Custom Kubernetes Cronjob

There will be occasions when SLM does not have the flexibility to do exactly what you need. In those cases, you can manually trigger snapshots with automation like Kubernetes jobs or cronjobs.

One example would be a daily job that pulls audit logs from network devices and sends that data to Elasticsearch. Using a technique like below, you can also automate taking a snapshot immediately after the index has been finished. And perhaps this could be used to make searchable snapshots available once that feature arrives…
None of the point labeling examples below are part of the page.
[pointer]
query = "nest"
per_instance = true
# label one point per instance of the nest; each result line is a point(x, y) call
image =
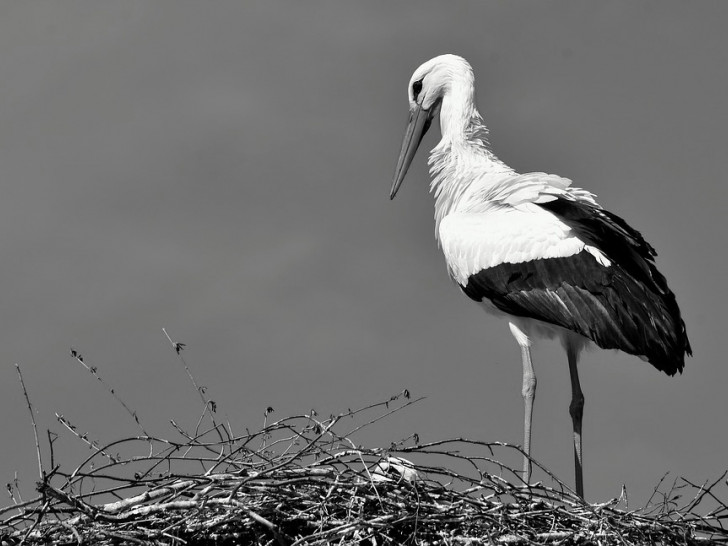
point(303, 480)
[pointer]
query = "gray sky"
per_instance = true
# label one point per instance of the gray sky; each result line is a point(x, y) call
point(222, 169)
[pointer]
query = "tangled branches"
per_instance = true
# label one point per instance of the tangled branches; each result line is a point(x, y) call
point(304, 480)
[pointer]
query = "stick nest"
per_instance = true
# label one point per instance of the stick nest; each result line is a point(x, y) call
point(303, 480)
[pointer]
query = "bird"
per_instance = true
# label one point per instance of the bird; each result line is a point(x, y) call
point(536, 250)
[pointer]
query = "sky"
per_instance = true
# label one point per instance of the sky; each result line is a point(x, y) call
point(222, 170)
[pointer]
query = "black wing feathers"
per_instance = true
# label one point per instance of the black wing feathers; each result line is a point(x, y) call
point(626, 306)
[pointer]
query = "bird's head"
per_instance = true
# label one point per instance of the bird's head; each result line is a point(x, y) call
point(429, 84)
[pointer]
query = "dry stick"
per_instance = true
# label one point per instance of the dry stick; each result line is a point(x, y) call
point(32, 418)
point(94, 371)
point(178, 348)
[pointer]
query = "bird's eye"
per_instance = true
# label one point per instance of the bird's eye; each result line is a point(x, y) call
point(416, 88)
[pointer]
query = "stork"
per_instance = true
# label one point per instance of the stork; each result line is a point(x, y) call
point(535, 249)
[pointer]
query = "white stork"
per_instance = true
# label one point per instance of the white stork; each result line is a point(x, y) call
point(535, 249)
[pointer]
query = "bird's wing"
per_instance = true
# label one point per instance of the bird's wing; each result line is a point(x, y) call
point(532, 188)
point(533, 261)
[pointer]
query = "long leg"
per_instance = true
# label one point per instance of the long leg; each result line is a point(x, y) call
point(529, 394)
point(576, 409)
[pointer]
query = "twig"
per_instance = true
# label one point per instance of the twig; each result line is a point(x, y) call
point(78, 357)
point(32, 419)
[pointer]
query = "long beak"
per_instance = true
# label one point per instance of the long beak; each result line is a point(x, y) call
point(418, 124)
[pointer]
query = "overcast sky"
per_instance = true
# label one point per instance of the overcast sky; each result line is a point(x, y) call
point(222, 169)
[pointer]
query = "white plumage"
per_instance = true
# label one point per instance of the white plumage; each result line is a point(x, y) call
point(535, 248)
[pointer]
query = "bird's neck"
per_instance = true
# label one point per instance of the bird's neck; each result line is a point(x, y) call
point(462, 161)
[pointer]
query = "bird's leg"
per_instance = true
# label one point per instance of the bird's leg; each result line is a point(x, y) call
point(529, 394)
point(576, 409)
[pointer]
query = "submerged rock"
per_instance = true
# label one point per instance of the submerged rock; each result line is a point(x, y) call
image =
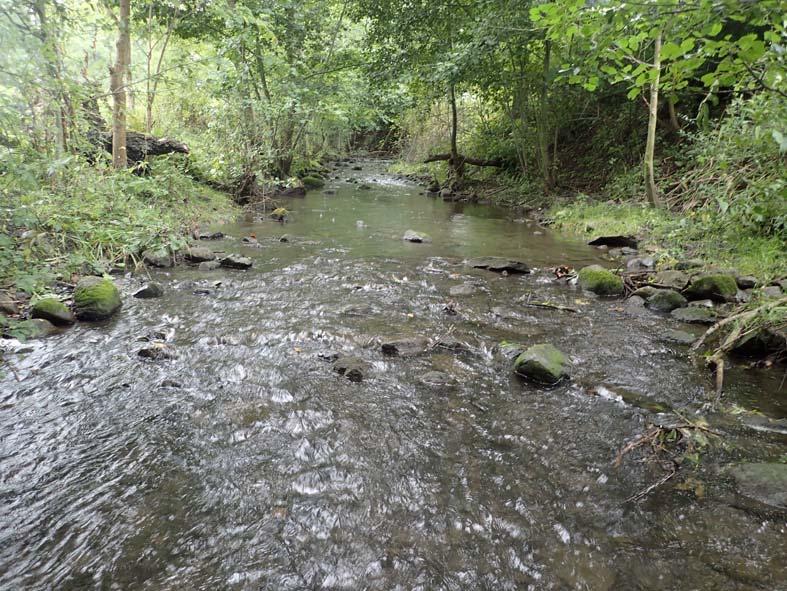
point(157, 352)
point(510, 351)
point(96, 298)
point(413, 236)
point(498, 264)
point(670, 279)
point(36, 328)
point(352, 368)
point(151, 290)
point(679, 336)
point(694, 315)
point(209, 235)
point(313, 182)
point(209, 265)
point(53, 310)
point(236, 261)
point(717, 287)
point(666, 300)
point(437, 379)
point(614, 241)
point(279, 214)
point(405, 346)
point(765, 482)
point(746, 281)
point(640, 264)
point(543, 364)
point(600, 281)
point(199, 254)
point(157, 258)
point(8, 306)
point(465, 289)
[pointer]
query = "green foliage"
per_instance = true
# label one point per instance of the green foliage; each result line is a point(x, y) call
point(87, 219)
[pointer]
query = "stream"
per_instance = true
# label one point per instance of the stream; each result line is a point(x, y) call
point(247, 463)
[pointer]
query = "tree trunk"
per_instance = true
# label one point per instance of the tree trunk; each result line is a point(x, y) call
point(542, 126)
point(650, 146)
point(118, 75)
point(674, 122)
point(455, 162)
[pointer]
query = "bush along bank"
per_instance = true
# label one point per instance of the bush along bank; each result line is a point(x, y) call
point(62, 224)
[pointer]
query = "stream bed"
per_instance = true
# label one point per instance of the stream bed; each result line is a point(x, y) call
point(247, 463)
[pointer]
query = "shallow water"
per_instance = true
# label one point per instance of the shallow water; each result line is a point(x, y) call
point(247, 463)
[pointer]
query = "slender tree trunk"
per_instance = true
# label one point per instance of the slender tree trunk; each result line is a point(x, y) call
point(543, 123)
point(674, 122)
point(118, 75)
point(455, 163)
point(650, 146)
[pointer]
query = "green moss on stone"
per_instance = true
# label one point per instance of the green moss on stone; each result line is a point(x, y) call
point(279, 213)
point(96, 298)
point(719, 287)
point(543, 364)
point(600, 281)
point(53, 310)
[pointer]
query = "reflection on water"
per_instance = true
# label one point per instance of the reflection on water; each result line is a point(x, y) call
point(247, 464)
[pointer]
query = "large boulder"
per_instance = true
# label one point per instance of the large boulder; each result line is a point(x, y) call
point(96, 298)
point(53, 310)
point(666, 300)
point(543, 364)
point(717, 287)
point(765, 482)
point(498, 264)
point(601, 281)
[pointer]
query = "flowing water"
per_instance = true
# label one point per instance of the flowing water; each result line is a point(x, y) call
point(247, 463)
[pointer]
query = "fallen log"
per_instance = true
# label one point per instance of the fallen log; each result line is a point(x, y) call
point(139, 145)
point(465, 160)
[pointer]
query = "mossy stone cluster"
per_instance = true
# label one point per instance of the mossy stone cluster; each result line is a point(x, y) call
point(543, 364)
point(600, 281)
point(53, 310)
point(96, 298)
point(717, 287)
point(312, 182)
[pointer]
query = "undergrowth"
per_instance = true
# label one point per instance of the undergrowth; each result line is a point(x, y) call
point(69, 216)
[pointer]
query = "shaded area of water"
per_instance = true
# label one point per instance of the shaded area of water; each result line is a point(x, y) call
point(247, 463)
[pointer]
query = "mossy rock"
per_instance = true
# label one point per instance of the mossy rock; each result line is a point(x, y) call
point(312, 182)
point(717, 287)
point(279, 214)
point(665, 300)
point(96, 298)
point(53, 310)
point(35, 328)
point(600, 281)
point(543, 364)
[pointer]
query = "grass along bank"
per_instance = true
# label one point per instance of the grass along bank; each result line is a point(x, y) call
point(672, 236)
point(59, 220)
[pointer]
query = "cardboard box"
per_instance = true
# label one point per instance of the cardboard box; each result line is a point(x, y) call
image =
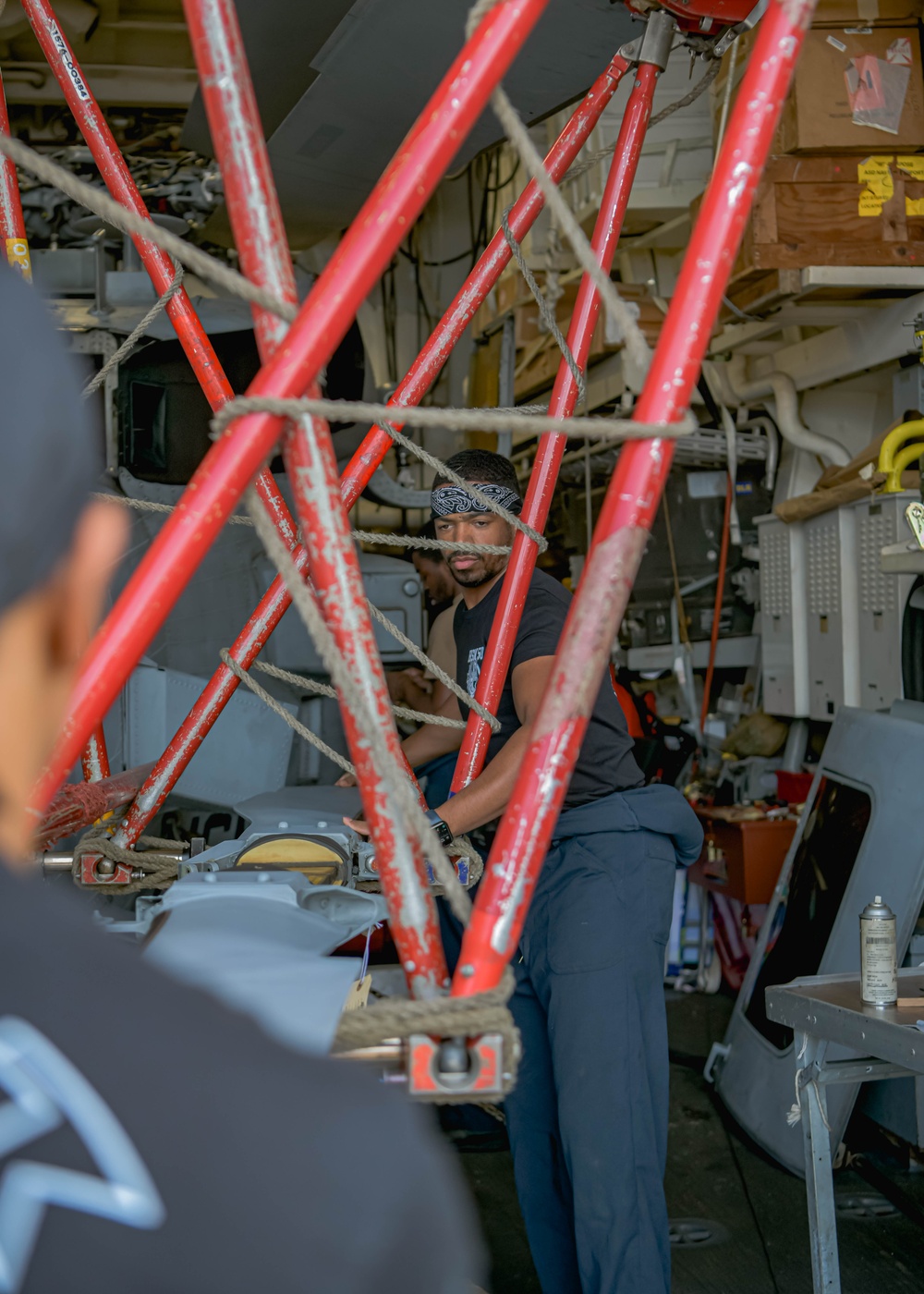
point(856, 90)
point(831, 210)
point(866, 13)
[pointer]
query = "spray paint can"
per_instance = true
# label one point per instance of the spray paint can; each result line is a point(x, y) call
point(878, 955)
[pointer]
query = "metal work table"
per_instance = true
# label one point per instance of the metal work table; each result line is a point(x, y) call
point(823, 1011)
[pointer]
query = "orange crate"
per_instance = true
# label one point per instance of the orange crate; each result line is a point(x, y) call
point(742, 858)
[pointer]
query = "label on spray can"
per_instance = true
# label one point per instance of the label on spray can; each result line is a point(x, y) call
point(878, 959)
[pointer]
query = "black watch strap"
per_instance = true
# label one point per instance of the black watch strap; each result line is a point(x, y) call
point(440, 827)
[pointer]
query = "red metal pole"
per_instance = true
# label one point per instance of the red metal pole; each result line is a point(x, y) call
point(158, 264)
point(79, 804)
point(412, 914)
point(12, 226)
point(425, 371)
point(94, 759)
point(261, 238)
point(629, 507)
point(322, 321)
point(122, 187)
point(552, 446)
point(494, 259)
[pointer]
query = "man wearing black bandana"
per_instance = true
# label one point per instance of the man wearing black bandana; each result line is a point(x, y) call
point(589, 1117)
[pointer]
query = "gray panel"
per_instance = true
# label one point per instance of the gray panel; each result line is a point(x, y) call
point(784, 651)
point(246, 753)
point(261, 945)
point(884, 756)
point(881, 599)
point(352, 93)
point(831, 592)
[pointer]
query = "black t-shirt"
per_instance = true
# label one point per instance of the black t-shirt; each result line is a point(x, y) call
point(276, 1171)
point(606, 763)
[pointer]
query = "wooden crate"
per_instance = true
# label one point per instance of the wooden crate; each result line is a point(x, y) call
point(831, 210)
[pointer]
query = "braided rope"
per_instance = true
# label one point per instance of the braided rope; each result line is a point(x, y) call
point(159, 873)
point(591, 159)
point(136, 334)
point(440, 1018)
point(545, 310)
point(616, 308)
point(128, 223)
point(386, 539)
point(312, 685)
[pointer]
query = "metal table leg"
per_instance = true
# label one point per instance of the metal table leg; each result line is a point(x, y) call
point(818, 1175)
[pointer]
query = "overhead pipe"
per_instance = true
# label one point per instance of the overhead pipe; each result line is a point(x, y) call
point(791, 426)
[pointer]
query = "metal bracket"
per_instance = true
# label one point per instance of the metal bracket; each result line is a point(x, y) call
point(726, 41)
point(484, 1076)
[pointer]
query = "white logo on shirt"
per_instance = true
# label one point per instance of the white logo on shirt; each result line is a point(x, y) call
point(45, 1091)
point(475, 657)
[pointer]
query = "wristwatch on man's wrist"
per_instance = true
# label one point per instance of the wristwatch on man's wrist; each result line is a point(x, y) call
point(442, 828)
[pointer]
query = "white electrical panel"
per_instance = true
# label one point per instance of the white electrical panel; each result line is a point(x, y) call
point(831, 589)
point(782, 620)
point(881, 598)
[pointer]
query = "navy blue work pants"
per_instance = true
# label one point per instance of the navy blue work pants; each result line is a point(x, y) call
point(588, 1119)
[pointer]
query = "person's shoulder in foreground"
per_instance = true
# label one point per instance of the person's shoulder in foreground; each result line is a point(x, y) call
point(274, 1171)
point(152, 1141)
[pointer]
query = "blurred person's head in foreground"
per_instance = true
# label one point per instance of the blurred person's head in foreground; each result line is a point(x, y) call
point(57, 546)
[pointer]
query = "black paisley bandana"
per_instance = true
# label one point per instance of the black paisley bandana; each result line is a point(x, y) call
point(449, 500)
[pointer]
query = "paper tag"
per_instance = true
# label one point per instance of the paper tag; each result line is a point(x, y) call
point(913, 165)
point(875, 174)
point(67, 58)
point(359, 994)
point(914, 514)
point(900, 52)
point(17, 256)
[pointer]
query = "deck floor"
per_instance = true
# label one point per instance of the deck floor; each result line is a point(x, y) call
point(761, 1238)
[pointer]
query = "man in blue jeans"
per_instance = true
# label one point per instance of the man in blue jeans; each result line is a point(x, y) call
point(589, 1117)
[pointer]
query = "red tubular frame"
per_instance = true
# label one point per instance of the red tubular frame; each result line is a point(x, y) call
point(367, 459)
point(79, 804)
point(259, 235)
point(12, 226)
point(322, 324)
point(543, 475)
point(629, 507)
point(94, 760)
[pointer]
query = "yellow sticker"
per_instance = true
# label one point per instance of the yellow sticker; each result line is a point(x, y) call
point(869, 204)
point(875, 174)
point(17, 255)
point(913, 165)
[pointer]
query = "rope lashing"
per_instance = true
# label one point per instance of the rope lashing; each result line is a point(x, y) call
point(128, 223)
point(616, 308)
point(400, 792)
point(440, 1018)
point(286, 715)
point(312, 685)
point(136, 334)
point(448, 420)
point(159, 873)
point(545, 310)
point(381, 537)
point(591, 159)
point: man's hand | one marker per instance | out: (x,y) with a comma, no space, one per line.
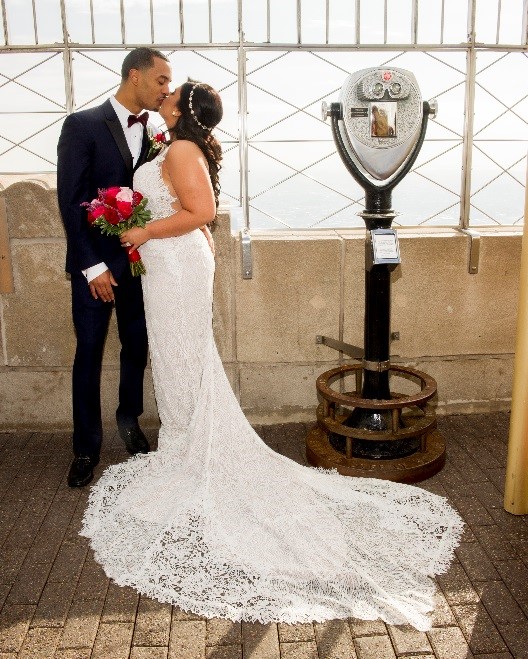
(101,287)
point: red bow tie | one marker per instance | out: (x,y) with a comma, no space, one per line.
(142,119)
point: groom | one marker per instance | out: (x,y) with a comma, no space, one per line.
(100,148)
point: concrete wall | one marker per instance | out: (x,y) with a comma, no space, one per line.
(457,327)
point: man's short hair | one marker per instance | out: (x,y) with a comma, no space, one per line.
(140,58)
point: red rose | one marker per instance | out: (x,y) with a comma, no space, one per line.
(97,212)
(111,215)
(134,256)
(110,195)
(125,208)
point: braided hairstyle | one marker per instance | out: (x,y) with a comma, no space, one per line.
(201,110)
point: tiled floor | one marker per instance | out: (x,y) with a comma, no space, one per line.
(56,602)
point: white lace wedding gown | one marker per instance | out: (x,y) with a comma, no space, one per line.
(216,522)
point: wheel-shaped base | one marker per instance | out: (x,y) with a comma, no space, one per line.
(411,469)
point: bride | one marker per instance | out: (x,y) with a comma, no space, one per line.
(214,521)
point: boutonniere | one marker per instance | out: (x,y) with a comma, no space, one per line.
(156,143)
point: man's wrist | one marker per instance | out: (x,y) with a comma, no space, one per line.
(94,271)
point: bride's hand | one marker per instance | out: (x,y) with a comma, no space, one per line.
(209,237)
(134,237)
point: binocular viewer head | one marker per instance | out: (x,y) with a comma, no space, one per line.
(380,120)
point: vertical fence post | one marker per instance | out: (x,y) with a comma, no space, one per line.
(516,487)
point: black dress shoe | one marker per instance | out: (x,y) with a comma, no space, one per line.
(132,435)
(81,470)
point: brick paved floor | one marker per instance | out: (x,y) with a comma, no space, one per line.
(55,601)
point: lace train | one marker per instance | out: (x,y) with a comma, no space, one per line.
(218,523)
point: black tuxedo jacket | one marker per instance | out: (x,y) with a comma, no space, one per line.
(92,153)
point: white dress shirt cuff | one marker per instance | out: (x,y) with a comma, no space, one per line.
(94,271)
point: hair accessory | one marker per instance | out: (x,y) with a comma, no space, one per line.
(192,111)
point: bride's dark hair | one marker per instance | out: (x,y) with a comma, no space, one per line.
(201,110)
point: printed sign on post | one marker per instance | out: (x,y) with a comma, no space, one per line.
(385,246)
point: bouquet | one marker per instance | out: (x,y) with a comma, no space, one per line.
(116,210)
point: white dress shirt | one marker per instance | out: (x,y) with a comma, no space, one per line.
(134,138)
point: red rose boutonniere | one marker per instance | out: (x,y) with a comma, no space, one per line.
(116,210)
(156,143)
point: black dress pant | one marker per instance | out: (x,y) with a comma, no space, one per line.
(91,319)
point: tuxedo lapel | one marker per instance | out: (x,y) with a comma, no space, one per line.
(115,128)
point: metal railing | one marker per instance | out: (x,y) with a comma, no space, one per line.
(313,28)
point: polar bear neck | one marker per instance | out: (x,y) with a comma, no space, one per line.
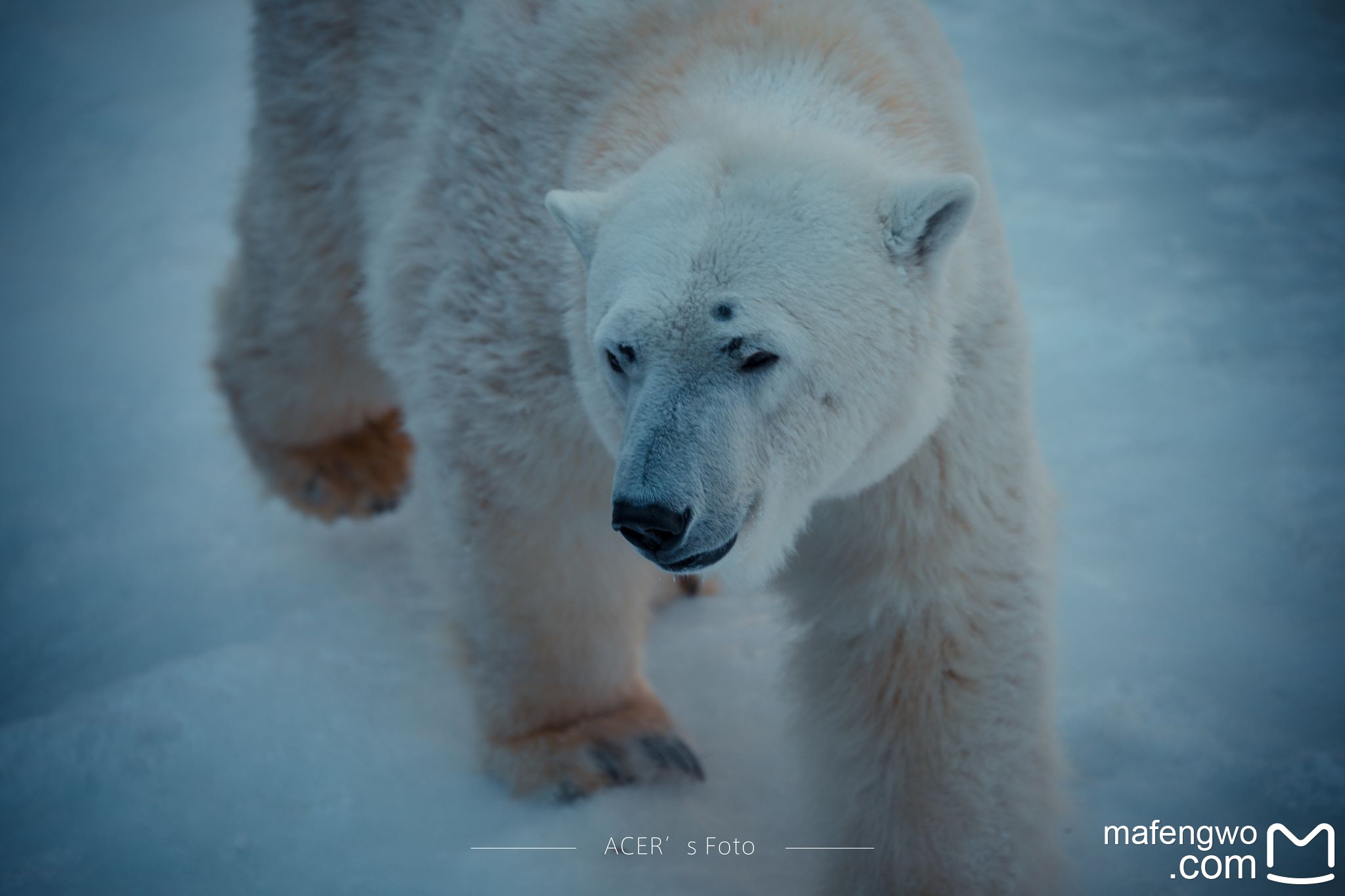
(776,66)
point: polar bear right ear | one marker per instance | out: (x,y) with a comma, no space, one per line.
(580,213)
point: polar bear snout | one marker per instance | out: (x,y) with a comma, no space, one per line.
(651,528)
(658,534)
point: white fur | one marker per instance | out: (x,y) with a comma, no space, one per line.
(884,473)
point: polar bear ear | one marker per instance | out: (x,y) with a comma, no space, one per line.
(580,213)
(923,217)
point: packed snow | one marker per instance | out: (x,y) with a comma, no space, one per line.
(202,692)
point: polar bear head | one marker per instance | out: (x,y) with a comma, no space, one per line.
(763,327)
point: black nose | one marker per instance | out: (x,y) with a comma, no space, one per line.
(650,527)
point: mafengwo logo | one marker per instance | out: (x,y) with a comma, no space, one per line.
(1234,863)
(1270,853)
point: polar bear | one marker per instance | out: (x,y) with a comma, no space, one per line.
(635,288)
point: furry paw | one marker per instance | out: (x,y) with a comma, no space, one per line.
(632,744)
(355,475)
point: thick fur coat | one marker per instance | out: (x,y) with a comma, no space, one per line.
(726,277)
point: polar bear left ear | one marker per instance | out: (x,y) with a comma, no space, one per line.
(580,213)
(923,217)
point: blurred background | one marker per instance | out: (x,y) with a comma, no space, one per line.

An easy way to automate the creation of snapshots utilizes kubernetes cronjobs. Full yaml for a snapshot cronjob follows:

apiVersion: batch/v1beta1
kind: CronJob
metadata:
name: elasticsearch-snapshotter
spec:
schedule: “@daily”
concurrencyPolicy: Forbid
jobTemplate:
spec:
template:
spec:
containers:
- name: snapshotter
image: centos:7
env:
- name: ESPASSWORD
valueFrom:
secretKeyRef:
name: quickstart-es-elastic-user
key: elastic
command:
- /bin/bash
args:
- -c
- |
curl -s -i -k -u “elastic:$ESPASSWORD” -XPUT “https://quickstart-es-http:9200/_snapshot/my_s3_repository/%3Csnapshot-%7Bnow%2Fd%7D%3E" | tee /dev/stderr | grep “200 OK”
restartPolicy: OnFailure

Combine snapshots with more customized workflows using this simple curl invocation as a building block with no complicated dependencies or configuration required.

Summary

Elasticsearch is more and more a crucial underpinning of data platforms; the need for a data protection strategy arises. Fortunately, configuring and using snapshot repositories is straightforward and flexible. FlashBlade as a data platform serves as both the performant primary storage for elasticsearch clusters and simultaneously as a snapshot repository for backups and fast restores.